Our Conservative Government was shocked that we were only learning of it three years after the pardon was granted without our consent. Since then, the country has been further dismayed to learn that the parole board grants pardons to 99 percent of those who apply for one, regardless of the severity of their crimes.
This week, my colleague, Public Safety Minister Vic Toews, introduced legislation in the House of Commons to eliminate pardons for serious crimes and to revamp the current system.
Currently, the “pardon” system implies that what the offender did is somehow okay, or is forgiven, or that the harm done has somehow disappeared. Yet victims, like those of Graham James, will tell you that they struggle to live with what was done to them every day.

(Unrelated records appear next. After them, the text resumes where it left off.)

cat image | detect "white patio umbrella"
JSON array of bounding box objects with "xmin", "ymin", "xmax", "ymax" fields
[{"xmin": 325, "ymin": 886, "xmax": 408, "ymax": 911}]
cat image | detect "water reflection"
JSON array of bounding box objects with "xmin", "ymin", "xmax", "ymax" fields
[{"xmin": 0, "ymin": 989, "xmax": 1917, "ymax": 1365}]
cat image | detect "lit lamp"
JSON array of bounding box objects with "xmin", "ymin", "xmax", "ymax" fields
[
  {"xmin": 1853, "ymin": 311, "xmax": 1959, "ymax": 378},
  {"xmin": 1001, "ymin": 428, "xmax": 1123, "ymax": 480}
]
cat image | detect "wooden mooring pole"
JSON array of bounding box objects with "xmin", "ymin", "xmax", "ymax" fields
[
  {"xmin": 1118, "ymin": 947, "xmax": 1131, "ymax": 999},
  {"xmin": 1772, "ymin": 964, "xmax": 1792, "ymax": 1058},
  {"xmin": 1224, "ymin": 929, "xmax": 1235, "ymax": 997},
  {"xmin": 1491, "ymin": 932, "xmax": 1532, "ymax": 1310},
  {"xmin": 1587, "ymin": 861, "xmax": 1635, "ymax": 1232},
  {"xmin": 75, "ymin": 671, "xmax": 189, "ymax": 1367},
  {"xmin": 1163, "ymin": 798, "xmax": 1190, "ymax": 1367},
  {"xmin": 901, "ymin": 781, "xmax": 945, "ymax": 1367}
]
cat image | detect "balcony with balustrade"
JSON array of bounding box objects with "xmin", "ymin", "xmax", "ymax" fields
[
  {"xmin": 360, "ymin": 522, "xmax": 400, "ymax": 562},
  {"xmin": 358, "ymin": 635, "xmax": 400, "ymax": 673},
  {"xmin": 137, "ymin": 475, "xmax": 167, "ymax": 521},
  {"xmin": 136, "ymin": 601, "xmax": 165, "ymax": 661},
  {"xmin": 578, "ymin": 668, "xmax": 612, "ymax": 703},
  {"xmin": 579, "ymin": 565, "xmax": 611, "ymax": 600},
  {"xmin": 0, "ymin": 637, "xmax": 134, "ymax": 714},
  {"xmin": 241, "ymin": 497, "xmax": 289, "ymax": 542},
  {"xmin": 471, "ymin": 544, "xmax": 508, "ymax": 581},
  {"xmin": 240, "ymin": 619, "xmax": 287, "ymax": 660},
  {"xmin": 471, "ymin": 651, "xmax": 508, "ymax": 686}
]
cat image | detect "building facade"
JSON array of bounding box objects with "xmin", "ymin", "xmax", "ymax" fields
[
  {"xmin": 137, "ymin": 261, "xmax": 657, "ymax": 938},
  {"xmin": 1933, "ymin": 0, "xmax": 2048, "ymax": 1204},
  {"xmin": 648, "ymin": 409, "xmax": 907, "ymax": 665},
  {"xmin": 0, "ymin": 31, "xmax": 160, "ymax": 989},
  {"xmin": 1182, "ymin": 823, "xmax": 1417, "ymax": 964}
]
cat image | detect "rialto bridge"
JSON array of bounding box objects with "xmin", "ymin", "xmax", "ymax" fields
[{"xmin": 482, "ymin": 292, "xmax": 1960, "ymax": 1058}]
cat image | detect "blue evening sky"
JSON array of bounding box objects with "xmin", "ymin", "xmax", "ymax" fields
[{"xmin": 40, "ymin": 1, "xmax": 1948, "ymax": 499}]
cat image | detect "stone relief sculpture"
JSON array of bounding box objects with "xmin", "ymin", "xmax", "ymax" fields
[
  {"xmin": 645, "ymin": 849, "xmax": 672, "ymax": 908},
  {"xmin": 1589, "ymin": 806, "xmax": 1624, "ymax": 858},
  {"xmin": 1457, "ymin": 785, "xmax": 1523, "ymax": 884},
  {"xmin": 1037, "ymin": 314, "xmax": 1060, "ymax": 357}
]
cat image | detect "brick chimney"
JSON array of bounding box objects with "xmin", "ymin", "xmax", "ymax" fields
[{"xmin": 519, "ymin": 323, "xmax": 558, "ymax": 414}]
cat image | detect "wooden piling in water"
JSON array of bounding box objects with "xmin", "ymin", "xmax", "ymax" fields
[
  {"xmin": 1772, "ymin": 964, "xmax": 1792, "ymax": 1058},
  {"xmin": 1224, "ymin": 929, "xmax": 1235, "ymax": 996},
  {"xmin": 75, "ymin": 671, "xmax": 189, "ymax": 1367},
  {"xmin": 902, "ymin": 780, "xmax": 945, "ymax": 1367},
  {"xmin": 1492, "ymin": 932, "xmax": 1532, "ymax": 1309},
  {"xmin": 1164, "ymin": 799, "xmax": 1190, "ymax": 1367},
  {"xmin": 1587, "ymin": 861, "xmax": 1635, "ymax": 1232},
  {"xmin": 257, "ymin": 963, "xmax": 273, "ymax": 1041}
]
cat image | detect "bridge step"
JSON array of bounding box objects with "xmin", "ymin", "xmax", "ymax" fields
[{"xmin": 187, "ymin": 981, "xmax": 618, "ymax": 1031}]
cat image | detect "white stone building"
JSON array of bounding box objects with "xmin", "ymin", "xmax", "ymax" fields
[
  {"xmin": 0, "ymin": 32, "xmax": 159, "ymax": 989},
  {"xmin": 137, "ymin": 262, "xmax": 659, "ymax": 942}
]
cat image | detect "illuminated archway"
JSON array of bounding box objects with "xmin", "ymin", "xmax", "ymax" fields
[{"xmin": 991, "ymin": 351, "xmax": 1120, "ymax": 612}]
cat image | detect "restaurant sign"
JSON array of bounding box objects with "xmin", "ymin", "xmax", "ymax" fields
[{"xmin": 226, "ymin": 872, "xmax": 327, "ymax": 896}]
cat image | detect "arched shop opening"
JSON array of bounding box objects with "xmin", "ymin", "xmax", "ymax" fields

Our proposed legislation would replace pardons with “record suspensions” which would be granted in more limited circumstances. Anyone convicted of a sex offence against a child would be permanently ineligible for a record suspension. Those convicted of more than three indictable offences would also be permanently ineligible. In all other cases, Bill C-23 would increase the time an offender would have to wait to apply for a record suspension.
We are currently calling upon the opposition parties to act swiftly to protect our children and communities, and to better reflect Canadians’ natural sense of justice, by passing this legislation as quickly as possible.
Another development in the courts this week also highlighted the need for our Conservative Government’s Youth Criminal Justice legislation to be passed.
Two youths who savagely beat an Ottawa hockey rink volunteer, and a hockey player who tried to come to his aid, were sentenced to just 20 months in jail. With credit for time served (another loophole in our justice system targeted by our Government for reform), one of the convicted youths will be released after just 21 more days of "open custody and community supervision"! The other youth received an additional eight-and-a-half months of this so-called "sentence".
The open-custody facility that netted the youths ‘extra credit’ for time served allowed at least one of them to go to movies, bowl and play golf.
Meanwhile, their first victim is permanently brain-damaged and now requires a cane to walk. The player who tried to help him had his orbital bone broken in three places and had two of his teeth knocked out.
Under Bill C-4, our Conservative Government is proposing, among other measures, to require the courts to consider adult sentences for youth convicted of the most serious crimes, including murder, attempted murder, manslaughter and aggravated assault.
Yes, it is important to offer the opportunity for rehabilitation to those who want it or are capable of being rehabilitated and contributing to society AFTER they’ve served their time. However, above all, a "JUSTICE" system must also hold criminals accountable for their actions and keep our communities safe.